Пещера была расположена в каменистом выступе, который тянулся почти до самой долины; вход в нее скрывали густые заросли тамариска. Однако зоркий глаз Гордона различил чуть заметные блики костра, тускло мерцавшего внутри. Бесшумно пробравшись сквозь заросли, американец на миг замер, а потом осторожно заглянул внутрь. Пещера оказалась больше, чем можно было подумать: вход в нее напоминал лаз. В дальнем углу горел небольшой очаг. Возле него расположились трое, они ели и время от времени перебрасывались короткими фразами. Гордон мгновенно узнал гортанный говор пушту. Узнал он и этих людей — это были слуги англичан, с которыми они начали свое путешествие. Четвертого из них нигде не было видно. Чуть дальше, в глубине пещеры, стояли лошади, у стены были сложены вьюки. Слуги говорили вполголоса, и Гордон не мог разобрать ни слова.
Он уже хотел войти, когда услышал шаги. Кто-то приближался к пещере. Американец метнулся в тень и стал ждать. Скоро на фоне звездного неба появился силуэт высокого человека с охапкой хвороста. Значит, четвертый слуга был жив и никуда не пропал.
Он подошел к живой изгороди перед входом в пещеру, и оказался на расстоянии вытянутой руки от американца. Гордон мог похлопать слугу по плечу. Однако сейчас требовались более радикальные меры. И он просто прыгнул на пуштуна, словно пантера на антилопу, и оба, сцепившись, покатились по травянистому склону.

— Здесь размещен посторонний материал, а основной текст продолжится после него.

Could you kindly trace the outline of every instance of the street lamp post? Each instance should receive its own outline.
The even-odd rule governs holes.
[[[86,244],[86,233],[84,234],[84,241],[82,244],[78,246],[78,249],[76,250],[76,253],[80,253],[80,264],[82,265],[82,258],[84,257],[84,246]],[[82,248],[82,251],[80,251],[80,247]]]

Хворост рассыпался по земле. Борьба продолжалась недолго. Противник был выше и явно тяжелее Гордона, но это ему не помогло. Вскоре железные пальцы крепко сдавили бычью шею пуштуна, не давая ему крикнуть. Навалившись на великана всем весом, Гордон продолжал душить его и ослабил хватку только тогда, когда тот перестал сопротивляться и затих.
Через полминуты взгляд афганца вновь стал осмысленным. На миг его глаза расширились, мышцы напряглись… И тут он узнал Гордона и вздохнул с явным облегчением. Видимо, поначалу бедняга решил, что подвергся нападению горных духов, а то и кого пострашнее.
— Где англичане? — зловещим шепотом спросил Гордон. — Говори, собака, а не то я тебе шею сверну!
Слуга вздрогнул, но скорее от неожиданности, чем от страха.
— Они пошли к городу дьяволов, как только стемнело, сахиб!
— Одни?
— Нет, их сопровождал какой-то бритоголовый. Они взяли с собой оружие.
— Что они здесь делают?
— Клянусь Аллахом, я не знаю!
— Рассказывай все, что знаешь! Но только говори тихо. Если твои дружки услышат и выскочат сюда, тебе конец! Начинай с того момента, когда я ушел охотиться. После этого Ормонд убил Ахмета — это я уже знаю.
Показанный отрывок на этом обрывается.